2016年5月10日火曜日

古賀典篤(写真家)       ・”鳥たちの声”を撮る

古賀典篤(写真家)       ・”鳥たちの声”を撮る
昭和9年 長野市生まれ 父親の仕事の関係で終戦を台湾で迎え、中学2年の時に日本に引き上げました。
九州大学卒業後、中小企業金融公庫に就職し、定年後は神戸にある海運会社に再就職して、80歳過ぎまでサラリーマン生活を送りました。
島根県松江市に単身赴任していた52歳の時に、地元のカルチャー講座写真入門に入学して写真の道を歩み始めました
山陰の風物、特に冬の季節に飛来するハクチョウなど、野鳥の姿に魅せられて終生のテーマになりました。
北海道から鹿児島まで15か所の野鳥の生息地で撮影を続けてきました。
1990年 二科展に初入選、以来10回入選し、2013年9月には二科会写真部会員に推挙されました。
古賀さんは近年環境整備という名のもとに自然が破壊され、渡り鳥の飛来地も次第に狭められ汚されてきている。
物言わぬ鳥たちに替って、彼らの美しい姿の写真を通して自然と命の大切さを訴えていきたいと撮影を続けています。
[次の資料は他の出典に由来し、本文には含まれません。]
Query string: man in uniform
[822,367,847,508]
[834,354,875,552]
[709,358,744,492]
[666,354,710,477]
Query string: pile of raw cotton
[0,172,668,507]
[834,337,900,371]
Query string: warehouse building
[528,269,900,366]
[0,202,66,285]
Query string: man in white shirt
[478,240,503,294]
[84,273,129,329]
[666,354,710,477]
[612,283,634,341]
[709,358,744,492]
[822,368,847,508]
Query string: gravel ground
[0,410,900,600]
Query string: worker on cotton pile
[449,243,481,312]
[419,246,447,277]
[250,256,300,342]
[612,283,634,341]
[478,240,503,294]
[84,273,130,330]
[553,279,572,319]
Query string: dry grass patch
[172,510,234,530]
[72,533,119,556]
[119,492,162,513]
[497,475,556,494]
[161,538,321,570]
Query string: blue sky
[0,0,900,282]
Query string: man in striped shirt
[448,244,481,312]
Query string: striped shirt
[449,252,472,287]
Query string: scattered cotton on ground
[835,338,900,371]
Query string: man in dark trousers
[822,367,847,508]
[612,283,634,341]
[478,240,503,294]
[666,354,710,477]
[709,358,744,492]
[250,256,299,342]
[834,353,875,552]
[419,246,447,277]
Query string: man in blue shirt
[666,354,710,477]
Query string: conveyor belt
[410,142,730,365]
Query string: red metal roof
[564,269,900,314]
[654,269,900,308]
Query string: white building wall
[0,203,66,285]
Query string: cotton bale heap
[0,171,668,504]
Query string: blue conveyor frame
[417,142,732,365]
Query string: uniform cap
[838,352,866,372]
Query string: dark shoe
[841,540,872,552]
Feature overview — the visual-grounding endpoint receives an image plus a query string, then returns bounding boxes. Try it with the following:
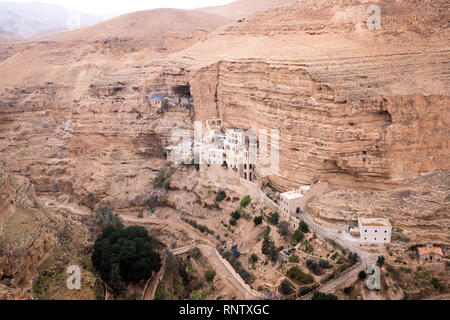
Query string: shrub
[205,269,216,282]
[306,260,321,275]
[231,211,241,220]
[240,196,252,208]
[248,253,259,264]
[299,221,309,233]
[95,206,123,229]
[292,229,305,243]
[268,212,280,226]
[253,216,262,226]
[216,191,227,202]
[277,221,289,237]
[358,270,367,280]
[153,167,174,189]
[286,266,314,284]
[280,279,294,296]
[319,259,330,269]
[311,291,337,300]
[348,252,358,264]
[344,286,353,295]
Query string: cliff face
[191,60,450,189]
[0,159,94,300]
[0,0,450,240]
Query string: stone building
[417,243,444,264]
[358,217,392,243]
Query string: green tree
[231,211,241,220]
[253,216,262,226]
[248,253,259,264]
[311,291,337,300]
[95,206,123,229]
[216,191,227,202]
[240,196,252,208]
[358,270,367,280]
[280,279,294,296]
[292,229,305,243]
[205,269,216,282]
[277,221,289,237]
[299,221,309,233]
[268,212,280,226]
[91,226,161,294]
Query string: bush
[240,196,252,208]
[358,270,367,280]
[319,259,330,269]
[205,269,216,282]
[306,260,321,275]
[292,229,305,243]
[231,211,241,220]
[216,191,227,202]
[253,216,262,227]
[311,291,337,300]
[91,226,161,295]
[344,286,353,295]
[286,266,314,284]
[280,279,294,296]
[277,221,289,237]
[248,253,259,264]
[153,167,174,189]
[95,206,123,229]
[299,221,309,233]
[268,212,280,226]
[348,252,358,264]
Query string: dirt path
[301,213,377,300]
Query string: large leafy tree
[92,226,161,294]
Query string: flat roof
[281,190,303,200]
[358,217,391,227]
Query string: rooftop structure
[358,217,392,244]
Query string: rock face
[0,0,450,242]
[0,159,94,300]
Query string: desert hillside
[0,0,450,298]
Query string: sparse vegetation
[240,196,252,208]
[299,221,309,233]
[277,221,289,237]
[292,229,305,244]
[268,212,280,226]
[253,216,263,227]
[216,191,227,203]
[95,206,123,230]
[153,167,174,189]
[311,291,337,300]
[280,279,294,296]
[286,266,314,285]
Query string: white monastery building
[358,217,392,243]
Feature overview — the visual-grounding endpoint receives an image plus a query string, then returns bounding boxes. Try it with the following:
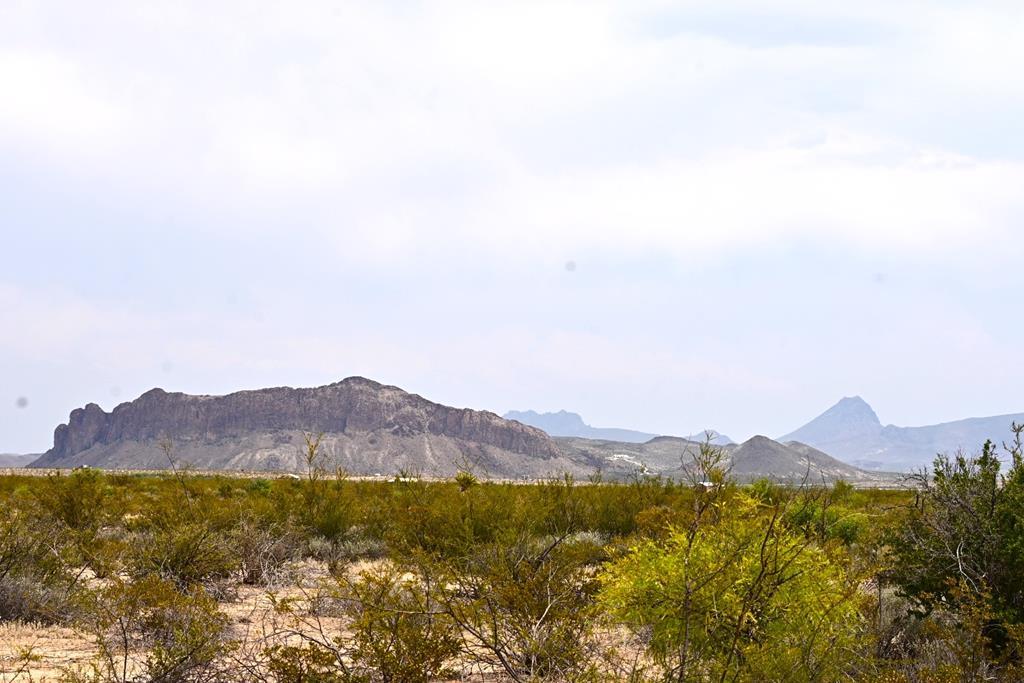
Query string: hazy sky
[0,0,1024,452]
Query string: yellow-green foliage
[599,494,864,681]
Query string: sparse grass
[6,462,1010,683]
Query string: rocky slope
[33,377,590,476]
[555,436,896,485]
[779,396,1024,471]
[503,411,732,445]
[503,411,657,443]
[33,377,892,482]
[0,453,39,467]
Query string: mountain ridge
[32,377,884,482]
[778,396,1024,471]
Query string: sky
[0,0,1024,453]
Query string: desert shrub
[265,642,344,683]
[131,522,239,590]
[600,495,863,680]
[0,510,76,623]
[65,575,230,683]
[347,565,460,683]
[267,563,460,683]
[439,537,594,681]
[886,436,1024,624]
[226,518,301,586]
[31,469,124,577]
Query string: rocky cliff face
[35,377,559,467]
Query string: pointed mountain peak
[820,396,882,427]
[779,396,882,445]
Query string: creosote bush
[6,435,1024,683]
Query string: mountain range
[0,453,39,467]
[502,411,733,445]
[779,396,1024,471]
[32,377,887,482]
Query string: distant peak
[824,396,882,425]
[779,396,882,447]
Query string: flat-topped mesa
[37,377,559,466]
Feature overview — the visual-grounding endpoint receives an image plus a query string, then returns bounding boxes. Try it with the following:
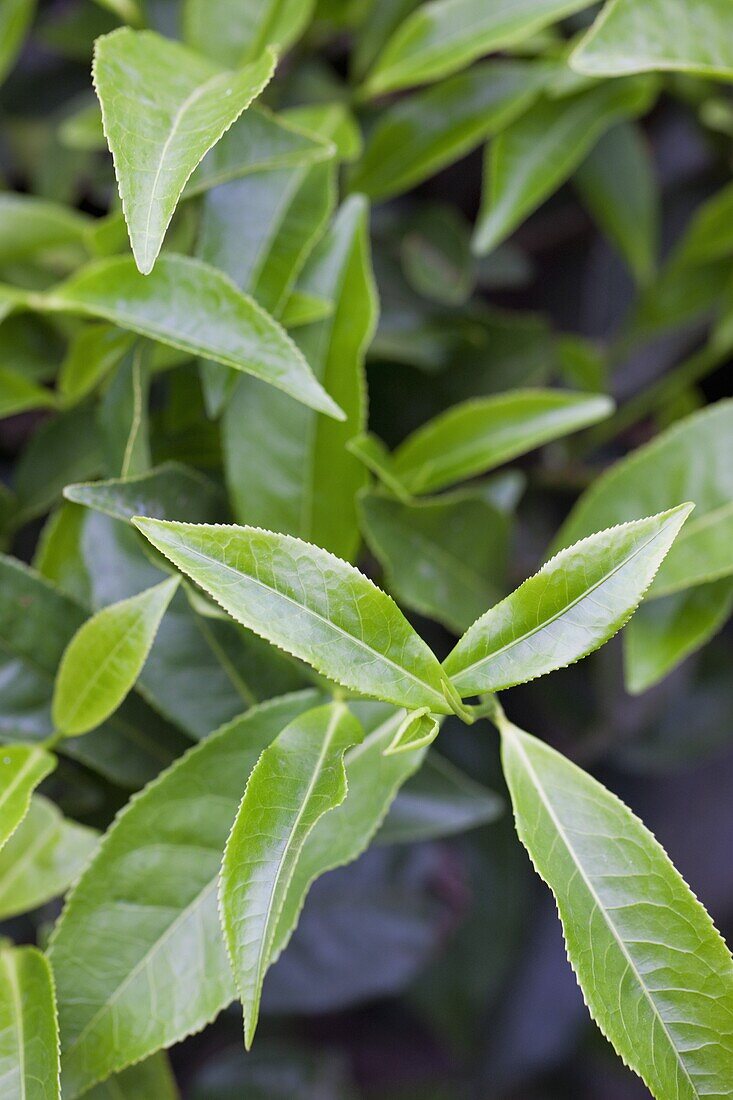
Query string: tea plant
[0,0,733,1100]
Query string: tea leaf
[570,0,733,80]
[502,722,733,1100]
[92,28,275,275]
[222,196,376,559]
[445,505,692,696]
[134,519,451,714]
[48,692,317,1100]
[45,254,339,418]
[0,745,56,848]
[393,389,613,493]
[0,947,61,1100]
[555,400,733,596]
[219,704,362,1049]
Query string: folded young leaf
[0,947,61,1100]
[0,192,92,264]
[133,518,451,714]
[624,578,733,695]
[359,485,511,635]
[570,0,733,79]
[384,707,440,756]
[501,721,733,1100]
[219,703,362,1051]
[92,28,275,275]
[64,462,226,524]
[444,504,692,696]
[555,400,733,596]
[42,254,341,418]
[349,61,547,199]
[0,794,98,921]
[393,389,613,493]
[364,0,589,96]
[222,196,378,560]
[48,692,318,1100]
[270,703,427,964]
[473,77,655,255]
[52,576,179,737]
[183,0,315,68]
[0,745,56,848]
[84,1052,180,1100]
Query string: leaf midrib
[171,536,446,713]
[451,528,664,680]
[510,733,701,1100]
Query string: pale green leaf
[183,0,315,68]
[0,947,61,1100]
[445,505,692,696]
[473,77,654,255]
[0,745,56,847]
[64,462,225,524]
[271,703,426,963]
[624,579,733,695]
[92,28,275,274]
[359,486,510,634]
[0,794,97,921]
[134,519,451,714]
[0,193,91,264]
[393,389,613,493]
[48,692,317,1100]
[570,0,733,80]
[219,703,362,1049]
[58,325,133,405]
[222,196,376,560]
[43,254,339,417]
[575,122,659,283]
[52,578,178,736]
[365,0,589,96]
[555,400,733,596]
[349,61,546,199]
[502,722,733,1100]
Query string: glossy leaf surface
[0,794,97,921]
[135,519,450,714]
[0,947,61,1100]
[46,255,339,416]
[445,505,691,695]
[222,197,376,559]
[570,0,733,80]
[393,389,613,493]
[50,693,316,1100]
[219,704,362,1049]
[53,578,178,736]
[0,745,56,847]
[94,28,274,275]
[556,400,733,595]
[502,723,733,1100]
[367,0,588,95]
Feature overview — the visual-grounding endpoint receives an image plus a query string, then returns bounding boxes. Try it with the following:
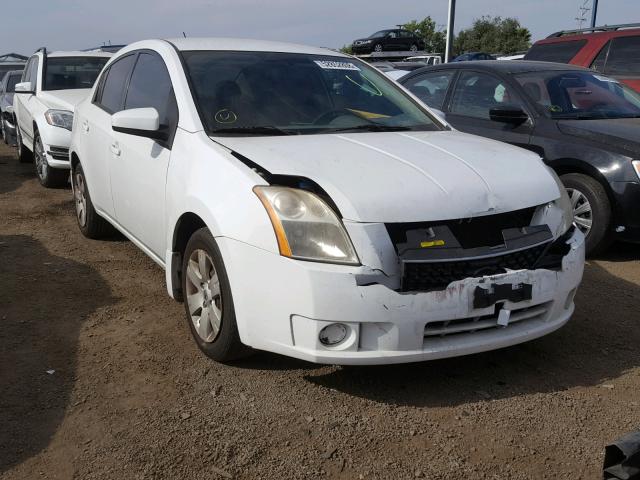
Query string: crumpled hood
[39,88,91,112]
[558,118,640,155]
[214,132,560,223]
冬場が主ですが、初夏とは言え、カメラ自体も絶えず動かしていないとカメラもボケますし、自分腕も鈍るので、写真はたえずシャッターを押しています。
二科展は9月に始まりますが、すでに作品は提出しました。
会員になって2年になります。
絶えず上を目指していかなと腕も停滞して行きますので、常に研鑚していないといけません。
中小企業金融公庫に就職 母方の伯父が東京銀行日銀にいて、父親は研究者で地味でした。
永い間企業の審査をしていて、たまたま定年間近に、海運会社の財務担当の専務さんが急死して、行く事になりました。
学生のころは映画(洋画)が好きでしたが、野球、卓球などをしていてこれだと言う趣味は無かった。
会社に入っても、マージャン碁、将棋などやっていました。
ダンスは長く続きました。(5年ぐらい)
松江市に単身赴任していた52歳の時に、新聞に写真教室の広告が入っていて、入学しました。
「写真とは自分の感動を写真という映像を使って伝える手紙だ」と言われました。
その言葉がいまでも座右の銘になってしまいました。

松江は冬は雲が低く垂れこめていて暗く寒く、人々は寒い冬を必死になって我慢して生きていると言う風に感じてました。
松江はハクチョウが飛来する南限で宍道湖など、米子の水鳥公園は多く来ます。
田んぼに餌を取りに行くので、毎朝日の出始めから飛び立ちはじめ9時頃には飛び去ってゆきます。
春になると、シベリアまで900kmあるが、一晩で飛ぶと言う事で、命の不思議さに感動しました。
10月ごろ転落事故を起こして6カ月の入院をしてしまいました。
窓から見える光景を見ながら、サラリーマンのレースではもう負けたんだなあと思って、カメラで頑張ってみようかと思いつきました。
島根県の県展の銅賞になり、力を得ました。
二科展にも市とかにも出しているうちに、、絞らないといけないと思って、二科展に集中しようと思いました。

大阪に転勤するが、マイカーを持っていたので、約300km駆けて写真教室に通いました。
ハクチョウは写真が撮り易いと言う事もあり、飛び方も優雅なのでハクチョウが対象になりました。
その後、琵琶湖、石川県羽咋市、富山県田尻池、新潟県瓢湖、山形県酒田、等に行き、北海道の屈斜路湖まで出掛けるようになりました。(年末年始を利用)
旅費の他にも機材だけでも100万円超えるし、ボディーだけでも1台について20万円とか、大分投資はしました。
鳥とは語り合う様にして撮っています。
生き物はそれぞれ固有の警戒域を持っているので、そこを壊さない様に近づいて、心の中で美しい姿を撮らせてくれと言いながら撮っています。
海の岸壁、水辺をコンクリートにしたりすると、草が生えなくなって、餌が無くなってしまって、そういうのも寂しいものだと思います。
旅立ってゆく姿を見てもう半年は会えないんだなあと思うと、写真を撮らしてもらって有難うと言いますね、涙ぐむ時もあります。

やっと自分の心の感動が伝えられるようになってきたのかなあと思います。
心技体が大事だが特に心は大事だと思います。
自分の対象にたいして、愛している、素晴らしい、という心を伝える、そういう話し合いができる様な心を持たないと相手の綺麗な姿を写せないんじゃないかと思います。
自然を破壊したらいかんという様な気持で皆さんに伝えたいと写真を撮っています。